# Aramaic: you live by the sword, you die by the sword



## MC416

I'm sorry, but I googled which language is closer to Aramaic and hebrew is said to be closer related than Arabic is. I just desperately need a phrase translated and in the Aramaic writing for an art project. So the phrase is "you live by the sword, you die by the sword" please help me out, anything is greatly appreciated. Thanks


----------



## origumi

Open issues: what Aramaic variant (the language is documented for 3000 years) and what script. My attempt below is for Aramaic of around Jesus time, in modern Hebrew/Aramaic font which is somewhat similar to the one used those days. Maybe someone can convert it to older fonts, for example those of the Dead Sea Scrolls here: http://www.historian.net/files.htm.

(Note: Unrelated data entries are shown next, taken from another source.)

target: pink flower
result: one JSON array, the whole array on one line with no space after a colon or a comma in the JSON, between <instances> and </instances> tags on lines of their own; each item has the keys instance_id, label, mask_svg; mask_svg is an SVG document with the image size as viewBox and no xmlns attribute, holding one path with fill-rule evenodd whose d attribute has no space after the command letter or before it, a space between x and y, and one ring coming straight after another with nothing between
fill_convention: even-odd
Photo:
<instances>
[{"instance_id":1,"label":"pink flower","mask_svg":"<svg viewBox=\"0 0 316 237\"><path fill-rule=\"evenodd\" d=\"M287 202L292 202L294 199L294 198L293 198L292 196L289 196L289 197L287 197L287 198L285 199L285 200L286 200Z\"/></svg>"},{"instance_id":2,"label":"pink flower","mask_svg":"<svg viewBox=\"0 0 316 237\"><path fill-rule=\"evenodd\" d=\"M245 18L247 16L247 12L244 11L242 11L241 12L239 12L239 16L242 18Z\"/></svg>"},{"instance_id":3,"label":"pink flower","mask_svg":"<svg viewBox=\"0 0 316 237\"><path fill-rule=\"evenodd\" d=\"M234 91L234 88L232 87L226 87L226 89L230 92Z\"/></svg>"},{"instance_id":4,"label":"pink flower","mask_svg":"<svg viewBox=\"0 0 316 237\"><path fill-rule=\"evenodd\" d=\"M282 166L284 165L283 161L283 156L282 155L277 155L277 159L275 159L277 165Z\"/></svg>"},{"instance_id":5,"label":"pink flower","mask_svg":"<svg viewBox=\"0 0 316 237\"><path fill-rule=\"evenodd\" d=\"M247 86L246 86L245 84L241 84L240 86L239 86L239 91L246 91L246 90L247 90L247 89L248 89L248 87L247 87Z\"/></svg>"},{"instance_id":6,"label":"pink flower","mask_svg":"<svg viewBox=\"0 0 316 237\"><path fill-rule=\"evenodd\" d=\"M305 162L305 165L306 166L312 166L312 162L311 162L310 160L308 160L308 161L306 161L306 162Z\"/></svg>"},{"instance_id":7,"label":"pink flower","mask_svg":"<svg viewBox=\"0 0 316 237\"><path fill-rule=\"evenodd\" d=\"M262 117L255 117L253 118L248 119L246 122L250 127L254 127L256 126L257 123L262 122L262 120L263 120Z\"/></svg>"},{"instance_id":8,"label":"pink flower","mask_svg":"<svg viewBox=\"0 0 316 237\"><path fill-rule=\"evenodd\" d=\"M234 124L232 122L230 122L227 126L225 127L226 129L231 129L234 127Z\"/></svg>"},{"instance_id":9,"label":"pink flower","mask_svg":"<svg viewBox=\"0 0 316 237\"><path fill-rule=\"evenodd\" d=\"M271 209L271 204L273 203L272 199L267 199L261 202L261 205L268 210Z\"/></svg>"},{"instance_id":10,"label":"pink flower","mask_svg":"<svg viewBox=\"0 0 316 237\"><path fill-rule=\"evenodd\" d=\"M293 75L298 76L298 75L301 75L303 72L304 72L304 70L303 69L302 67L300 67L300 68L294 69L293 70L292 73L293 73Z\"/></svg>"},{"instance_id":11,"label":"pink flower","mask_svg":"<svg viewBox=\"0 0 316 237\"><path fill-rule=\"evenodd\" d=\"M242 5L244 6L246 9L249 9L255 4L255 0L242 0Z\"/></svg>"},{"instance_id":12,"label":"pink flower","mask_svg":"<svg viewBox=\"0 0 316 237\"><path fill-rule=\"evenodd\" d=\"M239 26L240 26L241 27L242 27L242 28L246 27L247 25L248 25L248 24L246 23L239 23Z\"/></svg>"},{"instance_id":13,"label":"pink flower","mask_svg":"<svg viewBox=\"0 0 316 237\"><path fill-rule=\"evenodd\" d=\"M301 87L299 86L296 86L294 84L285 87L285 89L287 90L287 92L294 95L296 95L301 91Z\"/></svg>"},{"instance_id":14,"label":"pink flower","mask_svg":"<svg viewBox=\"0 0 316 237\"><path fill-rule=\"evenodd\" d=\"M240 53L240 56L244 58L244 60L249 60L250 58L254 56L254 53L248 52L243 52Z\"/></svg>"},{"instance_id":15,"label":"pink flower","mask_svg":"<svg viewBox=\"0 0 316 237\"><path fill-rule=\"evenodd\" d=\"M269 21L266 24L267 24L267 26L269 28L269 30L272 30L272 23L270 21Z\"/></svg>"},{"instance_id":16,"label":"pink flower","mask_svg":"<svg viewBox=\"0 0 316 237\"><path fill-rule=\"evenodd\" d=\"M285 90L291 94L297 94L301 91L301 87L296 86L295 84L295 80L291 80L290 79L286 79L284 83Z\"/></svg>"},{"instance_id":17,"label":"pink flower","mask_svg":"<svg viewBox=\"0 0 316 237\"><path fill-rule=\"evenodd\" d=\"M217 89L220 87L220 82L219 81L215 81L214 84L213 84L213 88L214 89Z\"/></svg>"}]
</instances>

את חי לפתגם דחרב, את מאית לפתגם דחרב

The same, with Hebrew punctuation marks (I guess you don't need it)
אַתְּ חַי לְפִתְגָם דְּחָרֶב, אַתְּ מָאִית לְפִתְגָם דְּחָרֶב

The Latin transcription is: at mait lefitgam dekharev, at khai lefitgam dekharev.

Aramaic is not my native language so I glanced to the Unkalos Aramaic Bible. Specifically Genesis 9:3, Genesis 20:3, Genesis 34:26.


----------



## airelibre

Have you intentionally swapped the order of the "live" and "die" phrases in the Aramaic?
Post corrected.


----------



## MC416

origumi said:


> Open issues: what Aramaic variant (the language is documented for 3000 years) and what script. My attempt below is for Aramaic of around Jesus time, in modern Hebrew/Aramaic font which is somewhat similar to the one used those days. Maybe someone can convert it to older fonts, for example those of the Dead Sea Scrolls here:
> 
> את חי לפתגם דחרב, את מאית לפתגם דחרב
> 
> The same, with Hebrew punctuation marks (I guess you don't need it)
> אַתְּ חַי לְפִתְגָם דְּחָרֶב, אַתְּ מָאִית לְפִתְגָם דְּחָרֶב
> 
> The Latin transcription is: at mait lefitgam dekharev, at khai lefitgam dekharev.
> 
> Aramaic is not my native language so I glanced to the Unkalos Aramaic Bible. Specifically Genesis 9:3, Genesis 20:3, Genesis 34:26.


Perfect, thank you so much!


----------



## MC416

is it incorrect?


----------



## airelibre

Perhaps not, it may flow better with the order of phrases given but I'm just checking that it is not a mistake.
Post Corrected


----------



## airelibre

Apparently the phrase comes from the Gospel of Matthew (26:52). I've tried to find the Aramaic translation for it but have not been lucky so far. However the Hebrew is מי שחי בחרב ימות בחרב.


----------



## fdb

ܟܠܗܘܢ ܓܝܪ ܗܢܘܢ ܕܢܤܒܘ ܤܝܦܐ ܒܤܝܦܐ ܢܡܘܬܘܢ
Thus in the Syriac translation of Matt. 26:52. (I hope the Syriac letters show up on your screen).


----------



## fdb

Syriac being the "dialect" of Aramaic used by the Christians in Syria, Iraq etc.


----------



## MC416

fdb said:


> Syriac being the "dialect" of Aramaic used by the Christians in Syria, Iraq etc.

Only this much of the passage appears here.